Si de verdad se tratara de dar cátedra de ética política, al Gobierno y a su mayoría legislativa les quedaría muy difícil explicar los hechos alrededor de la Ley de Hidrocarburos que entró en vigencia, sin debate previo en el plenario de la Asamblea.
La Ley, por supuesto, es muy importante para la renegociación de los contratos petroleros. Pero ese objetivo se habría cumplido de modo cabal si se respetaba un trámite parlamentario sin sobresaltos: en una materia tan delicada, qué mejor que contar con una normativa ajena a la controversia. Al respecto, cabe recordar que la renegociación petrolera era una asignatura pendiente desde el 2006.
Es impresentable que se hable de divergencias en los plazos, pues se trataba de una ley monitoreada por el Gobierno y que estaba presente en la agenda de sus legisladores. No es aceptable que AP, que controla las principales instancias de la Asamblea, no haya tomado precauciones.
Tampoco se explica la incapacidad de unos colegisladores que cuentan con una gran fuerza política y con capacidad de influencia sobre varios bloques. El papel de la ministra Soliz es casi tan desastroso como la necesidad de que el canciller Patiño tenga que desviar su atención a la política interna. Si el Gobierno necesita trasladar a sus principales cuadros a la Asamblea para asegurarse de que su bloque no vote, algo grave pasa.
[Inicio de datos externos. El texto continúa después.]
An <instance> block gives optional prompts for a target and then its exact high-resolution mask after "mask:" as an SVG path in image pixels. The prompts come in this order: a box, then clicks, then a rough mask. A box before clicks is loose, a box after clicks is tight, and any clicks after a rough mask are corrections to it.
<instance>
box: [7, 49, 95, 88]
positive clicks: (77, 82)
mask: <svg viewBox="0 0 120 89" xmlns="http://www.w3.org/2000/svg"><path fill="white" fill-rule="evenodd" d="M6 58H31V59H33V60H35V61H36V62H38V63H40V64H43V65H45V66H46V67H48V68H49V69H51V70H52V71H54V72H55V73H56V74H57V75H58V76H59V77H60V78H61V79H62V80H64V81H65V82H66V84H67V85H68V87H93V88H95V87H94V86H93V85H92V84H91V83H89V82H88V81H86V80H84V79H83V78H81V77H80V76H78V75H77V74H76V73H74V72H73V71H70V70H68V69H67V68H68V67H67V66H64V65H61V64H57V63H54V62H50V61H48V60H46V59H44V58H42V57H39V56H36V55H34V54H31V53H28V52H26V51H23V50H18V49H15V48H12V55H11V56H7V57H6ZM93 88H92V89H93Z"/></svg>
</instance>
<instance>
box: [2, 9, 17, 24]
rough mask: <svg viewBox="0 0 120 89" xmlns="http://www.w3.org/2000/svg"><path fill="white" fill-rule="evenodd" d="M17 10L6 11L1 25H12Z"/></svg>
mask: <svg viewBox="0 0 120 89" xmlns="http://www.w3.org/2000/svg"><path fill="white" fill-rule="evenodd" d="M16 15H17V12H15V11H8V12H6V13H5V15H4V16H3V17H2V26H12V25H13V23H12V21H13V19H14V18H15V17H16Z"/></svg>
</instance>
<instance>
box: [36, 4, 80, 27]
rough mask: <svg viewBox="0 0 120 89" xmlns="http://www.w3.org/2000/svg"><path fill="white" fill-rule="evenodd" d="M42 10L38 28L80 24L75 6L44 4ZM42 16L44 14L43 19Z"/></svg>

Al parecer, lo que sucede no solo se debe a la incapacidad de negociar, sino a que AP no asimila el hecho de que ya no es el tiempo de las mayorías abrumadoras, y a que el bloque no es confiable para los propósitos políticos presidenciales. Mientras persista esa visión totalitaria, contar con un bloque que significa el 43% de la Asamblea siempre será poco, y por eso se vuelve a evocar la tentación de comicios para ir por todo el poder.